Planning commission moves rental recommendations to council

Garrett Neese/Daily Mining Gazette Houghton City Manager Eric Waara, seen next to Planning Commission member Kristine Bradof, discusses a commission subcommittee report on the city’s rental ordinance at Tuesday’s commission meeting.

HOUGHTON — A report with recommended changes to Houghton’s rental housing ordinance is going to the city council.

The Houghton Planning Commission approved sending a subcommittee report of rental housing to the council at its meeting Tuesday.

In February, the council approved letting the commission consider changes to the city’s rental policies as part of revising of the city’s five-year master plan.
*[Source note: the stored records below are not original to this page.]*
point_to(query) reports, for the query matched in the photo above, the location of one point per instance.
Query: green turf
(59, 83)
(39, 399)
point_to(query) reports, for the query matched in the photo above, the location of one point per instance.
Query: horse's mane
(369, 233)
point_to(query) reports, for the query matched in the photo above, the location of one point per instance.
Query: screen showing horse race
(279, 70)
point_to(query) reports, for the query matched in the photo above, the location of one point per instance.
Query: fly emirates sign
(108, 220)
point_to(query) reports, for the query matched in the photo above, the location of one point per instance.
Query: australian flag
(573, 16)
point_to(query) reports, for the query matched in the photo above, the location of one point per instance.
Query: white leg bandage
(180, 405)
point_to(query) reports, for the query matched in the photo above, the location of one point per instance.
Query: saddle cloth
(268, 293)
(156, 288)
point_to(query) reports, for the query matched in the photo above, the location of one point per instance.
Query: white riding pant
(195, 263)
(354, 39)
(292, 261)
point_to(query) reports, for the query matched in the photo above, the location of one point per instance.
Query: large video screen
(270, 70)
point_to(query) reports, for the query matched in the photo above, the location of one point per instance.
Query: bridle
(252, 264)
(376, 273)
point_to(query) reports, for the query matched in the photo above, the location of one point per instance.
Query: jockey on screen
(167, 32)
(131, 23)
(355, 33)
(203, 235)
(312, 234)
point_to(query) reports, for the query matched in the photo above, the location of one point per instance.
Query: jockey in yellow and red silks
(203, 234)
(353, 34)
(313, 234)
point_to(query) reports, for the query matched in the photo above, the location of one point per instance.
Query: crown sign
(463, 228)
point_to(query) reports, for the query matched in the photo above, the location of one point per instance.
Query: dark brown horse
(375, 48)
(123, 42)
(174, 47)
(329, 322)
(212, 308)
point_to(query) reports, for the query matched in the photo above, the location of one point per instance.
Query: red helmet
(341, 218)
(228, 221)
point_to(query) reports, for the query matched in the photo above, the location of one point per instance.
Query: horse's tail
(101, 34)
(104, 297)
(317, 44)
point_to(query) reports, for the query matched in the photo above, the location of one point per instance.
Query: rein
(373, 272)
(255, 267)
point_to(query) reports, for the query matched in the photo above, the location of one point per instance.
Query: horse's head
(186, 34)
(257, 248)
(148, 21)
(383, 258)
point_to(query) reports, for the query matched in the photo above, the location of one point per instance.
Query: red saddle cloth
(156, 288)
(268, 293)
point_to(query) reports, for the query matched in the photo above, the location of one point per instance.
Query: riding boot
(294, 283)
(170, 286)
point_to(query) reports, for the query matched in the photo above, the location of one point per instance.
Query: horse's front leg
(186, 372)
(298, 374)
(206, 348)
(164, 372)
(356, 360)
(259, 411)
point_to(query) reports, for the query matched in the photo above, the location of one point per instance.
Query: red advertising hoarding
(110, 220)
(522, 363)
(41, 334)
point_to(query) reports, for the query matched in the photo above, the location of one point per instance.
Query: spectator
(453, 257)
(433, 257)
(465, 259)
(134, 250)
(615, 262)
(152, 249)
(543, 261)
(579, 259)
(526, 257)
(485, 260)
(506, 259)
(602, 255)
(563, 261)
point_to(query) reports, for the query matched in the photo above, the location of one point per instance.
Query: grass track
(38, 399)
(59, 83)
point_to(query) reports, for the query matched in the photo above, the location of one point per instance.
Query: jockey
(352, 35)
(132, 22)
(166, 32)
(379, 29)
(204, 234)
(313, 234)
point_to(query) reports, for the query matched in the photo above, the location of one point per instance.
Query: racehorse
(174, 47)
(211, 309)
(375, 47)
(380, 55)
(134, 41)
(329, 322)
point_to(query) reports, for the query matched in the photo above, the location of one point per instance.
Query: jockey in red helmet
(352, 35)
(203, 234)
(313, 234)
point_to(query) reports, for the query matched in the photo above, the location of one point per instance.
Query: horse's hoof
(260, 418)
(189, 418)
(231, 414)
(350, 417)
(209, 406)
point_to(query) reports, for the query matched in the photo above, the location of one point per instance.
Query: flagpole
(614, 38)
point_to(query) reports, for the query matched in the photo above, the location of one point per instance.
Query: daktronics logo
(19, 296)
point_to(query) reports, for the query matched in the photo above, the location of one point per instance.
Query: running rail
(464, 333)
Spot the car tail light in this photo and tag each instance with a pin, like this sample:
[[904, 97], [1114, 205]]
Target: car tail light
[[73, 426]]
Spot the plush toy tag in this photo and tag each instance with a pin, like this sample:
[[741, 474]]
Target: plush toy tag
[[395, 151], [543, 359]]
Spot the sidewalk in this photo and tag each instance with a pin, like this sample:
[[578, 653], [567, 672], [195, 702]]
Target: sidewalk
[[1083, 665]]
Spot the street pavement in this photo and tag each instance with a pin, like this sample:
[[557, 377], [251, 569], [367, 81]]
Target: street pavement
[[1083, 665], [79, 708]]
The report includes revising the ordinance to make it clearer and better-organized. On parking and occupancy issues, much of it comes down to enforcement, Waara said.

“Thoroughly enforcing housing codes and ordinances … throughout the city will keep property values up, benefiting homeowners, landlords and occupants,” the report said. “If codes and ordinances are more thoroughly enforced, it will not matter if property is renter or owner occupied.”

The ordinance would be revised to spell out the requirements for approving the license, as well as the conditions and steps for revoking it.

Steps would also be taken to educate the public about issues such as grandfathered rentals, which may include provisions that would no longer be permissible under current code. Waara said he encountered confusion on the topic at an open house for the city’s master plan.

“One guy said, ‘I’ve been mad all these years because I thought you just let that go, and that’s just what the license says,'” Waara said.

The report will be forwarded to the city council for discussion. If the council approves, the planning commission will move forward with recommendations for changes to the ordinance.

Trimmed from the draft version presented in July was a recommendation to hire a second code enforcement officer. Instead, Waara said, the city will look at using the existing officer more effectively by moving inspections for properties found to be in compliance to every other year.

“We could hire 10 code enforcement people and chase code violations,” he said. “Part of what we need to do is change the culture in the city versus worrying about writing people tickets.”

Waara said the city has already made progress on issues through means such as its adoption of the International Property Maintenance Code.

“It didn’t happen overnight, we can’t fix it overnight,” he said. “It took a long time for it to get there, and it’s going to take us a while, but at least we’re moving in the right direction.”

Resident Doug Terrell thanked the subcommittee for its work in assembling the recommendations.

“We also believe everybody that sat in on these meetings has the best for Houghton in their hearts, and we hope everyone will always be open to listening the others’ ideas,” he said.